NORDMAN — Nobody is getting everything they want, but everybody is getting a something.

That is the balance Bonner County is trying to strike as it continues to navigate through the lengthy public access dispute at Priest Lake’s Outlet Bay.

The county is resolving to amend recreation maps to list the boat launch as a sportsman’s access point, indicating that it’s a public ramp with limited facilities.

Signs will also be erected warning users that there is no turnaround and their rigs are subject to being towed if they try to park overnight.

Bonner County Parks & Waterways Director Steve Klatt told the county’s Waterways Advisory Board on Thursday that the county, the Outlet Bay Owners Association and the Outlet Mountain Lessees Association are unable to agree on wording for signs at the launch.

Klatt said Outlet owners wanted exclusionary language and everybody else wanted more inclusive language.

“There is no wording that we could do that would satisfy them all so I think we have to go with the policy that if they’re all equally dissatisfied, we’re probably doing just fine,” said Klatt.

The launch sits at the end of a public road but abuts submerged lands leased by the Outlet Bay Owners Association, resulting in public/private friction for more than 20 years. In Idaho, the public has a right to be at the ordinary high-water mark of a waterway.

The county is not budging from its position that the facility is public, county Commissioner Todd Sudick said.

“We’re not giving it up,” said Sudick. “They’re going to have to deal with it.”

It’s hoped that the reclassification will subtly discourage the ramp’s use by some boaters. The launch is challenging because it has a lengthy approach and no turnaround. Landowners at the bay have been also known to park their trailers along the road as an elbows-out gesture to launch users.

Outlet Bay residents contend misdirected trailers have caused property damage in the neighborhood, but launch users counter that there has never been such a mishap. Klatt told the board the truth likely lies somewhere in the middle of the opposing sides.

“Somewhere in there I’m sure there’s been some damage to something, but exactly what the frequency is really I have no idea,” he said.

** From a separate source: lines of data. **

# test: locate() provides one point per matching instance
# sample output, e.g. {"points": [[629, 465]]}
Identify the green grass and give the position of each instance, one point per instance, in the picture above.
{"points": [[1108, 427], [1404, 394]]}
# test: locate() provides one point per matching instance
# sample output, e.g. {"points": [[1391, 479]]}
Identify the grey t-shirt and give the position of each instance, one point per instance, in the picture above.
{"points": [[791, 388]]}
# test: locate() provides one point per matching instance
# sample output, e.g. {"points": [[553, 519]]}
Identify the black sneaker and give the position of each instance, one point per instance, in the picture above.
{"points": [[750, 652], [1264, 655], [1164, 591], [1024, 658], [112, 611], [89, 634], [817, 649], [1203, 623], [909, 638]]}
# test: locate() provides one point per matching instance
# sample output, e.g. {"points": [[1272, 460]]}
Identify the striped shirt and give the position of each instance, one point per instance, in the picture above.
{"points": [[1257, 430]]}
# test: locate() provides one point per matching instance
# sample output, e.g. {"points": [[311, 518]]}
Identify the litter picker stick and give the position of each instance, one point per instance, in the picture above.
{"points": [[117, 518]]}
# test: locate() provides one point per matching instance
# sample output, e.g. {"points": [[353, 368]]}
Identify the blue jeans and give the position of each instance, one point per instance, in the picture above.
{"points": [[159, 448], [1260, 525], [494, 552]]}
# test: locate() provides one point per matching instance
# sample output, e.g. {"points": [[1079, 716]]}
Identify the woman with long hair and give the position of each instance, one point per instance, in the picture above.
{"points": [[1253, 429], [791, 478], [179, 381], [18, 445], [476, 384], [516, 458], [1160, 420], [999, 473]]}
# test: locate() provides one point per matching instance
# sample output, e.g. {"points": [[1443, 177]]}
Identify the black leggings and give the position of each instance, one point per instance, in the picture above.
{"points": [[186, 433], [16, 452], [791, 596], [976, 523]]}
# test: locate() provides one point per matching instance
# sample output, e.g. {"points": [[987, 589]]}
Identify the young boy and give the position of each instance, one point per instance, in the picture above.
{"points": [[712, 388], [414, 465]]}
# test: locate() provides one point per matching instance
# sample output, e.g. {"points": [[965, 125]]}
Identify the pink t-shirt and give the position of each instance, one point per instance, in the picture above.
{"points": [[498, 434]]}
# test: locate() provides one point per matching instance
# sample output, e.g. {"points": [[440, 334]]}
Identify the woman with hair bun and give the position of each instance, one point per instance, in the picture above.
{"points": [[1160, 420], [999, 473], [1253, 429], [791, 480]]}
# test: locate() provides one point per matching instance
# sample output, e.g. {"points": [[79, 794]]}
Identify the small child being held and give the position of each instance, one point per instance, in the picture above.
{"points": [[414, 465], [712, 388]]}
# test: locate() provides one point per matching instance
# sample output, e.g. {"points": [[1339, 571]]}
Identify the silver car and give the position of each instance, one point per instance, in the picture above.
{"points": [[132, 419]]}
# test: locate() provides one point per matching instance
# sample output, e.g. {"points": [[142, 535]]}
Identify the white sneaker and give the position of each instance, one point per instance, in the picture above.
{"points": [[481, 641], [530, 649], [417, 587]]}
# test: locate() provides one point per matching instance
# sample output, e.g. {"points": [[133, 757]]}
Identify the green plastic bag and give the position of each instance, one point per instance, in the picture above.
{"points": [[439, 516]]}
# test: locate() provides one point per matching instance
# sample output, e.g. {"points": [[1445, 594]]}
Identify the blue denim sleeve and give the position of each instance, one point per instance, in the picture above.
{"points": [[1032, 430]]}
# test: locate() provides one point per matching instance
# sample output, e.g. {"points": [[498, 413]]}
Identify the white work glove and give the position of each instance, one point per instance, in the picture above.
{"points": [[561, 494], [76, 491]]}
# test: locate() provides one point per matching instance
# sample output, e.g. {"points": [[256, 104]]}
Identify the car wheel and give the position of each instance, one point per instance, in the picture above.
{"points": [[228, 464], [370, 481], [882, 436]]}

Betsy Hull, who manages U.S. Army Corps of Engineers recreation facilities in Bonner County, wagered that most of the trouble comes when boaters come to fetch their trailers.

“I am sure that when launches occur, it is probably fine. But at the end of the day — after many beers have been consumed — the retrieval of the boat may not go quite so well,” said Hull.

“That happens at the best of launch ramps,” waterways Commissioner Jim Kelly.